An interesting insight into post communism was a statue near the parliament showing Hungary as an angel holding a sceptre being attacked by the hawk. It was put up only in 2014 by the current prime minister, Viktor Orban, under the dark of night despite protests by the people. The message is that when the Hungarian Jews were forced out of Budapest in 1944, this was at the hands of evil nazi Germany. The people feel this is a rewriting of history absolving axis power Hungary of any part in this horrible deed and so a protest memorial has been set up in front of it.
We ended our tour at one of Budapests famous ruin bars and our guide was able to show us some artefacts from her youth and family life. There was pictures of her in the pioneers, a version of scouts, there was a version of monopoly where the benefits and penalties were based on being a better communist, showing that the brainwashing started young. most interesting was the two passports. A red one was issued to everyone and it was for travel to friendly or communist countries. It was also later on possible to apply for a blue one which would enable travel to western countries however the application process was lengthy and would mean heavy scrutiny into your past and likely only approved if your family were to be left behind as hostages.
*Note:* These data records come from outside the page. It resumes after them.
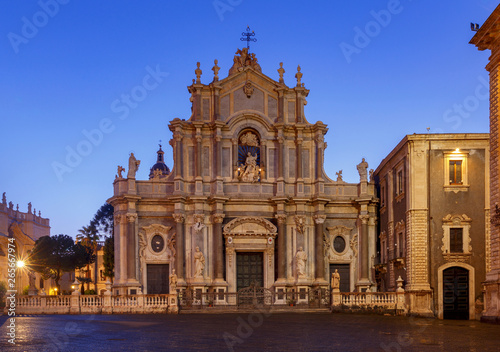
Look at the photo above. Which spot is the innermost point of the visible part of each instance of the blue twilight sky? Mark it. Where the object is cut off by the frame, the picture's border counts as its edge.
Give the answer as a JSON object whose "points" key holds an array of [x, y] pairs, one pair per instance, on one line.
{"points": [[376, 70]]}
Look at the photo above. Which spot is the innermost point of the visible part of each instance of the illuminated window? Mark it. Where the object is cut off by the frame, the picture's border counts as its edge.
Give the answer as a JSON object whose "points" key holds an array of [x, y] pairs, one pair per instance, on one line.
{"points": [[456, 240], [455, 171]]}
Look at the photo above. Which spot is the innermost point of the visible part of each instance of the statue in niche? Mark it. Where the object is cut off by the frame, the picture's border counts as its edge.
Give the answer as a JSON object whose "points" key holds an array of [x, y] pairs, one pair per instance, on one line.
{"points": [[142, 244], [199, 263], [249, 139], [173, 282], [363, 174], [120, 170], [335, 280], [339, 176], [250, 174], [301, 258], [133, 165]]}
It was an emotional eye opener into another era of this brave country, oppressed by so many.
I met Laura once more and we had Langos for dinner. Our guide has jokingly described this Hungarian fried bread as the communist pizza, a doughy, greasy base covered in tomatoes, cheese and whatever else there was. It was salty, garlicky, completely unhealthy and it tasted amazing!! We then walked to meet a group that we would be joining to experience we of Hungarian night life and it’s ruin bar culture. The main nightlife is in the Jewish district, an area that was given to Jews living in the city to keep them separate from the Christians. When the Jews were forced to flee in 1944, this seventh district was abandoned. Used since then, within the last 10 years a culture of ruin bars has started up in abandoned and run down buildings where without renovating, they are turned into works of art, anything goes, from bullet holes in the walls and tumble down doorways, to eclectic collections of light bulbs, bottle tops, strange graffiti and other colourful pictures. It was a nice small group, all girls and we went to a few bars with music sampling along the way cherry bear, Hungarian wine and Palinka, a strong spirit made from fruit which by law has to be between 36-87% proof. Each time we took a drink we declared the Hungarian cheers, which sounds much like a drunken slur of the phrase ‘guess she can drive.’ Something resembling Ege shege dre.
We then visited two ruin bars, the first Mexican themed with art and mementos across the bar and walls, then a second one which used to be a dentist. The large open rooms transformed into dance floors. Our small group was by now laughing and joking like old friends, enlarged by the addition of a football team from the UK on tour in Budapest who to our amusement were explaining to us the drinking penalties you could incur on tour. And with that, the night grew longer and thus the gap until I had to get up for the airport, grew shorter.